While media reports on the needless suffering caused to sheep are often associated with calls for walkers to keep their dogs on leads, improved recording of incidents has shown that latchkey and straying dogs from rural and urban-fringe homes are the main culprit, especially for the most damaging and repeated incidents.

Caroline Kisko, Kennel Club Secretary, said: “It was very encouraging to see such a constructive and evidence-based approach put forward by all the speakers at the SheepWatch conference.  While dog walkers must be responsible and keep their dogs on short leads around livestock, it was very heartening to see the consensus that restricting access to the countryside will do nothing to stop the major cause of sheep worrying, namely irresponsible owners who allow their dogs to stray.

“There was also a great deal of agreement that more must be done to tackle the issue, as apart from attacks on sheep, straying dogs can cause human fatalities through causing road traffic accidents and unseating horse-riders, and of course, dogs that stray do not have anyone to pick up after them.

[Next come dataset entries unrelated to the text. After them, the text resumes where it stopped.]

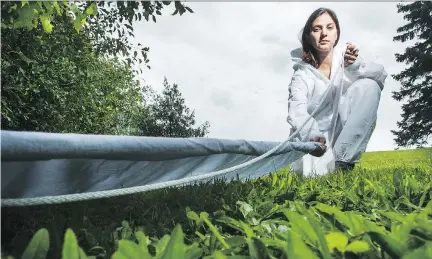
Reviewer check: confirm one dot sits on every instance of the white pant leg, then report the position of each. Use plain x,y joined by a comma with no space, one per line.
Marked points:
357,120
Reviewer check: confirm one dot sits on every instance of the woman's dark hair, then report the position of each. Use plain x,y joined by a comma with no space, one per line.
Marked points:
309,52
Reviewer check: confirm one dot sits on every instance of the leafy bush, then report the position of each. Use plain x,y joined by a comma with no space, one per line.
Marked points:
364,214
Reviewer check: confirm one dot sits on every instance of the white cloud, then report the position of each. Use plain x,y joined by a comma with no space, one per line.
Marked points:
231,61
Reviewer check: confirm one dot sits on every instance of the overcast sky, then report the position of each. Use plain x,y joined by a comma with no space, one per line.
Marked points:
231,61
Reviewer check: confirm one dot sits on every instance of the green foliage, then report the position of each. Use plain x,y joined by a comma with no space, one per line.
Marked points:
59,82
416,80
374,213
168,116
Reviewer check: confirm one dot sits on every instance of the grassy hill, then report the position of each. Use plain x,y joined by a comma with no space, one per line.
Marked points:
382,209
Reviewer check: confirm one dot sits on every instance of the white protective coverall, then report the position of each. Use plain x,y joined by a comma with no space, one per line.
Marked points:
346,116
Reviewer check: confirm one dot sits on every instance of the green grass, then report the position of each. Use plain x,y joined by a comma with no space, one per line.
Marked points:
380,210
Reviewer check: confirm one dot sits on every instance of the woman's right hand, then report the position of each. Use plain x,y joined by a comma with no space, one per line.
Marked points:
319,152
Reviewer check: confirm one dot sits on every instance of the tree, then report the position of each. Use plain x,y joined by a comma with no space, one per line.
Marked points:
416,80
55,83
168,116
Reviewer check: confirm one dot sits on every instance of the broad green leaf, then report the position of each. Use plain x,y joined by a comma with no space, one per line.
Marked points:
319,232
46,23
235,241
38,246
336,240
423,252
390,245
357,247
192,215
161,244
70,246
257,249
143,241
193,251
301,225
130,250
92,9
215,232
296,248
175,247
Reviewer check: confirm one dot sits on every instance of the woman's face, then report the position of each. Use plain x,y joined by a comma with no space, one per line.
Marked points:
323,33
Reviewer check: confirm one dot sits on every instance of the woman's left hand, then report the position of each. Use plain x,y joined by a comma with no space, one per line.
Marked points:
351,54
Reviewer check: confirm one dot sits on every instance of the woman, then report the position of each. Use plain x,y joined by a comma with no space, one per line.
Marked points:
347,112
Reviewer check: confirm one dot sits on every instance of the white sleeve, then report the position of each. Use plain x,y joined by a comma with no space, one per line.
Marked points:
297,109
361,69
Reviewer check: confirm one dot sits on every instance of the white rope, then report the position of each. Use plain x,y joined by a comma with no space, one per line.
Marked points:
126,191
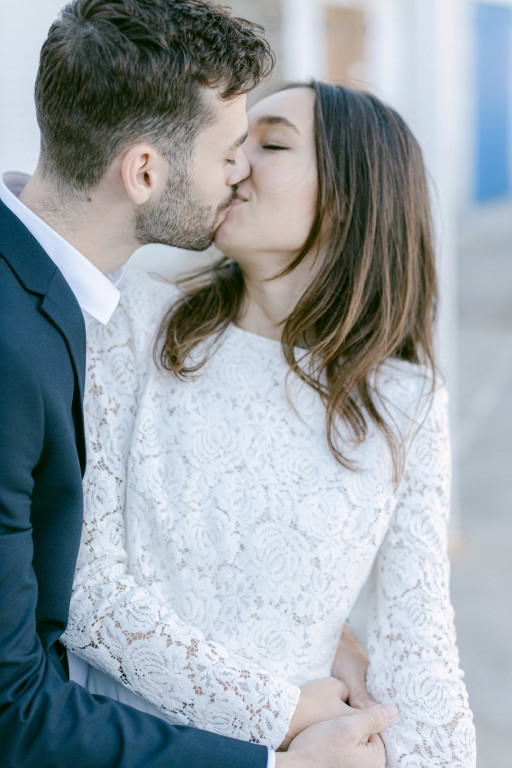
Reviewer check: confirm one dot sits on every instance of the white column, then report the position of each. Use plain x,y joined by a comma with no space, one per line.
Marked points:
304,49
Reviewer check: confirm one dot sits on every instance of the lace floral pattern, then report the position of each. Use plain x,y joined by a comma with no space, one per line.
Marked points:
224,547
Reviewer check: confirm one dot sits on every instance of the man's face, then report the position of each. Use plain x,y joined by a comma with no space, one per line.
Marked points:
195,201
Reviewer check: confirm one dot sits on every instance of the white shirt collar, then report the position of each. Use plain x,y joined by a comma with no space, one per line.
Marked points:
95,292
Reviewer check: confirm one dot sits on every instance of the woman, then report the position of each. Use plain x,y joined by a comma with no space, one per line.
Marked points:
291,441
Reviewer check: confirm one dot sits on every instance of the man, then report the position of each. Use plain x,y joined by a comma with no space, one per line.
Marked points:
141,108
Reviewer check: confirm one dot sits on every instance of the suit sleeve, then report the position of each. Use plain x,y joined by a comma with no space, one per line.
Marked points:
45,721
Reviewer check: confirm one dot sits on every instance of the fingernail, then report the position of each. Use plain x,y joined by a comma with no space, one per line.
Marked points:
390,711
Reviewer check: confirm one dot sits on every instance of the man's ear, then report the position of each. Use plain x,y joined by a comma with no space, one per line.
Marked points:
144,172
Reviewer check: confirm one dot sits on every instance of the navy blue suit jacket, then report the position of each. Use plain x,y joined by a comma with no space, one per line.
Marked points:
46,721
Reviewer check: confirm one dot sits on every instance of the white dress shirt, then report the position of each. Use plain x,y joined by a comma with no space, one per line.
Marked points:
95,292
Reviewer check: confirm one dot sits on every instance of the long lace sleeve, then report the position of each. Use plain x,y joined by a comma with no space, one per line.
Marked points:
411,636
116,624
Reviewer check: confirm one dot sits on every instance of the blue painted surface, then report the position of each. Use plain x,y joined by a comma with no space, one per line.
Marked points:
494,89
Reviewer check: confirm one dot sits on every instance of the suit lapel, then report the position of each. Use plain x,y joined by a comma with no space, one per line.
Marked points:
39,275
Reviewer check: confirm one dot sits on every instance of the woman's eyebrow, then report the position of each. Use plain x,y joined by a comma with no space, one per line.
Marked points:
277,120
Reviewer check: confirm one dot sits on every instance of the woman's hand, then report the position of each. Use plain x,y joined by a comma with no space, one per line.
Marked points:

“We were pleased that officers from several police forces supported our view, and that of the National Dog Warden Association, that compulsory registration of all dogs' DNA would do nothing to reduce sheep worrying, as the presence of a dog’s DNA does not prove beyond all reasonable doubt that it was responsible for a sheep worrying incident.  Furthermore, the significant costs involved in something like this would be better spent targeting the minority of irresponsible dog owners.

“It is clear that the indiscriminate selling of dogs to unsuitable homes and to irresponsible owners by puppy farmers is also contributing to the problem and needs to be addressed, along with a  more targeted use of existing dog control and antisocial behaviour laws to deal with people who repeatedly and willingly allow their pets to stray.”

Even when straying dogs do not come into contact with sheep, allowing a dog to stray can give all owners a bad name and fuel calls for further restrictions on dog walking, so the Kennel Club would encourage people to report straying dogs to their local council and the police on 101 or anonymously using Crimestoppers on 0800 555 111.